I participated in NaNoWriMo this year, in spite of my objections to the use of the word “National” in the title of what is by now surely a global event. GloNoWriMo works just as well.
Anyway, I squeezed out 50000 words, somehow, in this hard term for teaching with a workload to die
Don’t know if I’ll finish it, or even if I could if I wanted to. I don’t know if I could come up with an ending. I’ve done it in the past: you just write and write and while you’re writing, inspiration can strike, and you suddenly get that hook, the thing that’s going to drive you towards some sort of ending. But it’s probably a symptom of general tiredness that I wasn’t really feeling it this year.
And yet: I dribbled out 50,000 words, by putting together a couple of ideas I’d had in the past and trying to make them work together.
You’ll be wanting to know what it was about. It’s about a widower who is presented with an opportunity to find out why his journalist wife was murdered fifteen years before. By resurrecting some old technology, he and a retired cop come across documents left by his wife which lead them in a direction previously unexplored.
That’s the bones. Which is all I really banged out in November, without knowing how it would end. I left it in the middle of things, on the South Bank of the Thames, with the red lights winking on the construction cranes. Just abandoned it, with relief, as I crossed the 50,000 word target.
In writing the material left by the wife, Jo, on old floppy disks, I was confronted with the problem of digging back to the turn of the century. What was it like back then? I mean, if you were travelling abroad in the summer of 2000, what network access would you have had, what phone would you have been using? How much was the internet a part of your life?

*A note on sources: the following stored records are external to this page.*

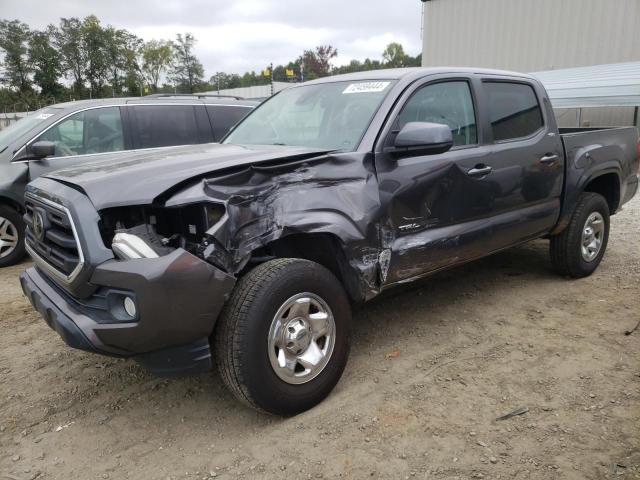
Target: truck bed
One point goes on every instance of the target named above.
(592, 152)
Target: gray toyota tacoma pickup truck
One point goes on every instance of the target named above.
(330, 192)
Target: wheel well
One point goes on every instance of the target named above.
(323, 248)
(607, 185)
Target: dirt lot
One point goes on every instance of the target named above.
(431, 368)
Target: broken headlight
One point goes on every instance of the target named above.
(149, 232)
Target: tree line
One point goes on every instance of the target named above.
(82, 58)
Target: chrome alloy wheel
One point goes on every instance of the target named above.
(8, 237)
(301, 338)
(592, 236)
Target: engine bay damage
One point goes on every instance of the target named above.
(325, 208)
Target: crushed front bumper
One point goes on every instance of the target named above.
(178, 299)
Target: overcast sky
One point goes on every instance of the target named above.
(239, 35)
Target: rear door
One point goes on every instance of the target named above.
(527, 159)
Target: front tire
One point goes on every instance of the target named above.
(579, 249)
(11, 237)
(282, 340)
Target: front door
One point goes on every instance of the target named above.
(80, 138)
(435, 204)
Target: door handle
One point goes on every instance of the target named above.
(479, 171)
(549, 159)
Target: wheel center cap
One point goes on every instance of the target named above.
(297, 336)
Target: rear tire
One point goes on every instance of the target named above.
(264, 323)
(11, 236)
(578, 250)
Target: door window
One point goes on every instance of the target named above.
(448, 103)
(165, 125)
(514, 110)
(98, 130)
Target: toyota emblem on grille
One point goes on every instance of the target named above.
(37, 223)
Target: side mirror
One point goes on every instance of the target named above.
(42, 149)
(423, 138)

I’m sure I’ve dropped things into sentences that make no sense in the world of 2000 or 2002.
I didn’t have a mobile phone till about six or seven years after that, although I did have a Palm Organiser with a colour screen and a stylus that I synched to my Mac. Had absolutely no use for it, of course (got it from Macworld for a Letter of the Month). Those days! As for the internet, I think we got that at home while I was doing my PhD, late 90s, but if I’d been abroad in 2000 (as I almost certainly was at some point), I’d not even have missed it back then.
But it’s by creating these problems and limitations for myself that I hope to unlock something interesting. I just have no idea what.